汪孔豐
(安慶師范大學 文學院,安徽 安慶 246011)
規(guī)模龐大、人才輩出的桐城派陣營中,存在著為數(shù)眾多的文化家族。這些家族分布于大江南北、長城內(nèi)外,如在安徽桐城,有方、姚、馬、左、張、劉、吳、潘、胡、徐等家族;在江蘇無錫,有秦、薛、華、侯等家族;在浙江秀水,有陶、鄭、莊、楊等家族;在江西新城,有陳、魯、黃等家族;在貴州遵義,有黎、宦、唐等家族;在湖南,有湘陰郭氏、湘潭歐陽氏、湘鄉(xiāng)曾氏、新化鄧氏等家族;在河北,有武強賀氏、安平弓氏、棗強步氏、任丘籍氏等家族。它們的存在,是桐城派演變進程中一個別具意義的重要文化現(xiàn)象,值得探究。至少有下列問題足以引人深思:這些桐城派文化家族的區(qū)域分布有何特點?文化家族以何種方式影響到桐城派的傳承與發(fā)展?傳統(tǒng)家族的近現(xiàn)代轉(zhuǎn)型對桐城派的命運有何影響?等等。

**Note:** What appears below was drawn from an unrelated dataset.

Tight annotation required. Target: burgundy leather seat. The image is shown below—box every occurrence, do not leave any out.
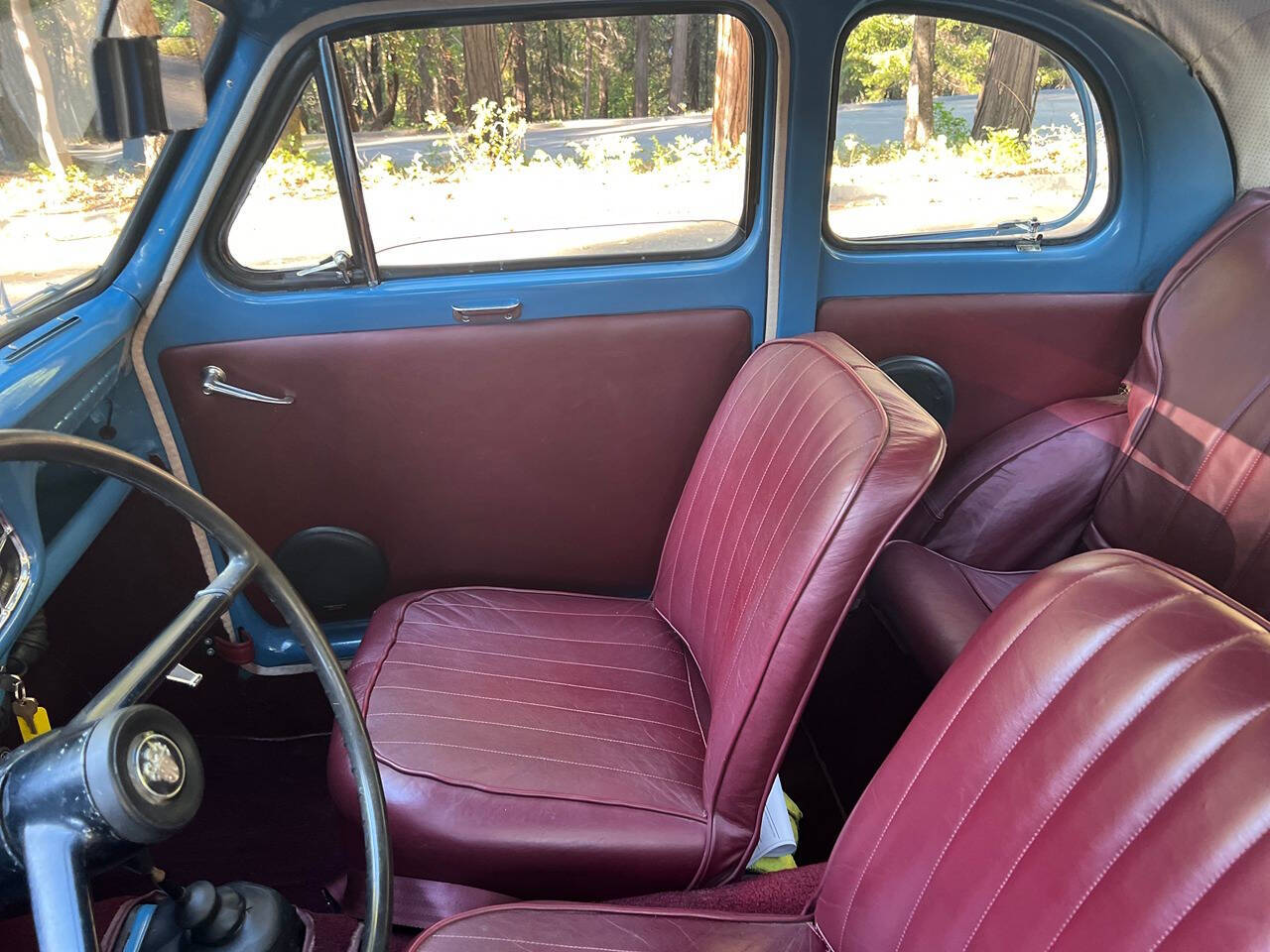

倘能弄清楚這些問題,不僅利于推動清代文化家族史抑或家族文學史的研究,也利于深入拓展桐城派研究的視界。
桐城派始崛起于安徽桐城,此后一路浪翻波涌,流衍于江蘇、浙江、福建、江西、湖南、湖北、山西、河南、云南、四川、貴州、直隸等地,浩浩蕩蕩,波瀾瀚漫,澎湃文壇。在這個流派播揚演變的潮起潮落進程中,與之伴隨的是文化家族的接踵而入和脫榫退場。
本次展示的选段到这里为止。